As part of this week’s blog tour, I had the opportunity of asking Paula about her willingness to write about difficult topics (like rape, the death of a young person, etc.). This is her response:

Christians may be reluctant to admit when we or our loved ones are grappling with problems out of some misguided delusion of falling short. We may fear the judgment of people whose lives appear more together than ours. As God’s followers, we feel guilty to admit our struggles and find ourselves dealing with self-imposed shame on top of whatever the issue may be. This, I believe, is where sharing the journeys of fictional characters may be as helpful as a dose of medicine.

It is easy to find secular works of fiction in which characters deal with difficult personal issues. Sadly, I’ve spoken to many people who don’t believe Christian fiction can do the same. I’m sure we can all cite a few examples of sweet Christian stories, which are light and pleasant, like froth and bubbles. I enjoy reading these when I want a quick mood-enhancer, but it saddens me whenever I come across people who think they are all Christian fiction has to offer. There is another type of Christian fiction out there. It is healing, in its depth and scope. Its characters tend to experience a gamut of emotions and come through learning to approach sensitive issues in a sound, God-focused way. As well as simply entertaining, they minister to the deep inner needs of hurting people. That’s the type of book I try to write.

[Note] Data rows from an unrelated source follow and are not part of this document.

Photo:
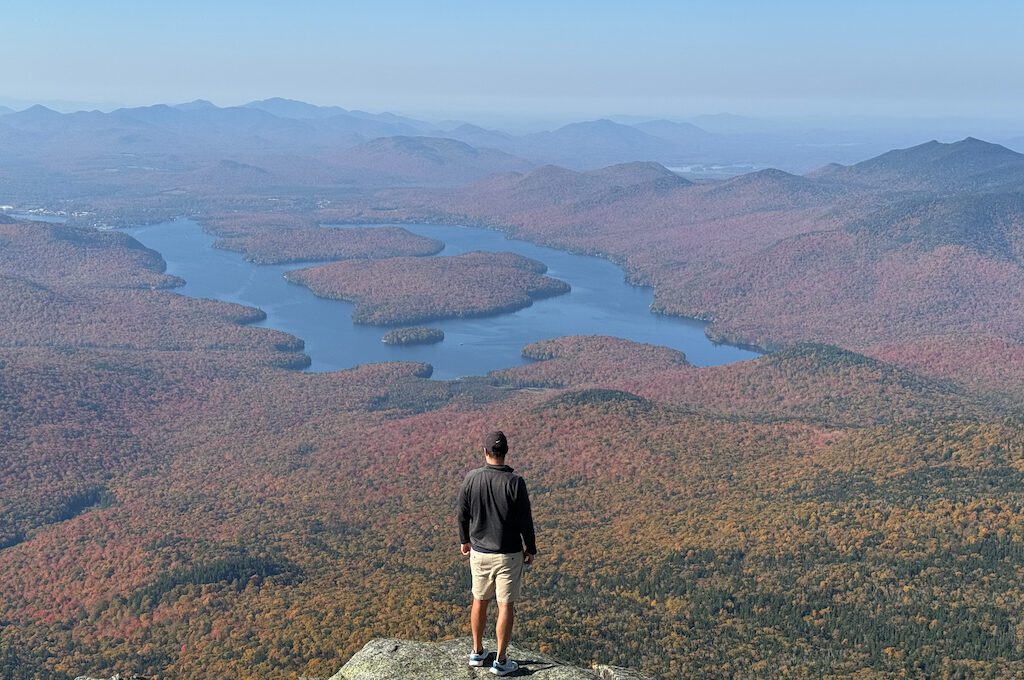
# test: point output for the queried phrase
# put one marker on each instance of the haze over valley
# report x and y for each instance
(763, 371)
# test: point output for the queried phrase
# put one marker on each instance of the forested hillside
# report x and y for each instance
(175, 503)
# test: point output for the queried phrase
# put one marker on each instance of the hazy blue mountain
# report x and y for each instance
(294, 109)
(422, 160)
(969, 164)
(593, 143)
(680, 133)
(733, 124)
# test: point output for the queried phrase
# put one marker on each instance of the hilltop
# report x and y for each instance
(401, 660)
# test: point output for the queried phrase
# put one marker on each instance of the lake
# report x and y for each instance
(600, 303)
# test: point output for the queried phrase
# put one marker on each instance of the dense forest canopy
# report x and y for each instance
(176, 500)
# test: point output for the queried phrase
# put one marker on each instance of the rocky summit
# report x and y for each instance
(397, 660)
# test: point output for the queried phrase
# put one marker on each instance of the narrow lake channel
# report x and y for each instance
(600, 303)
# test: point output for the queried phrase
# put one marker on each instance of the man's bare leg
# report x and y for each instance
(506, 615)
(477, 622)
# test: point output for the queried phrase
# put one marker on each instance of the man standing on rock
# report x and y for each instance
(496, 527)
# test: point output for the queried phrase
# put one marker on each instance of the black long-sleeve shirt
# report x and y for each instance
(494, 511)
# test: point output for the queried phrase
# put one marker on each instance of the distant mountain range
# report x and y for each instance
(199, 132)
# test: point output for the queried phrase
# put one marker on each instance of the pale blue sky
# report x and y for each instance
(557, 58)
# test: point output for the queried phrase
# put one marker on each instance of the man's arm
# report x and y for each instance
(464, 515)
(525, 516)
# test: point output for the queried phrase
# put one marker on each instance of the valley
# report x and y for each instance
(179, 498)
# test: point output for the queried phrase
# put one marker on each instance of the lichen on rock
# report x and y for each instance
(399, 660)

The world we live in is full of all types of pain and heartache. I like my books to finish on a positive note because I believe that seemingly hopeless situations can be turned around. There is a lot of human need out there to address and not all of us are called to get out in the front lines and do physical helps. That’s where a story can help too. Another beautiful thing about fiction is that it may become timeless in its power to minister. For all we know, a book written now may impact, touch or help readers fifty, or even one hundred years in the future. That’s what I hope will be the case with the Australian Christian fiction stories many of us are writing now.

Thanks Paula for sharing these thoughts with us. I love the way your writing is God-focussed and unflinching in the face of pain.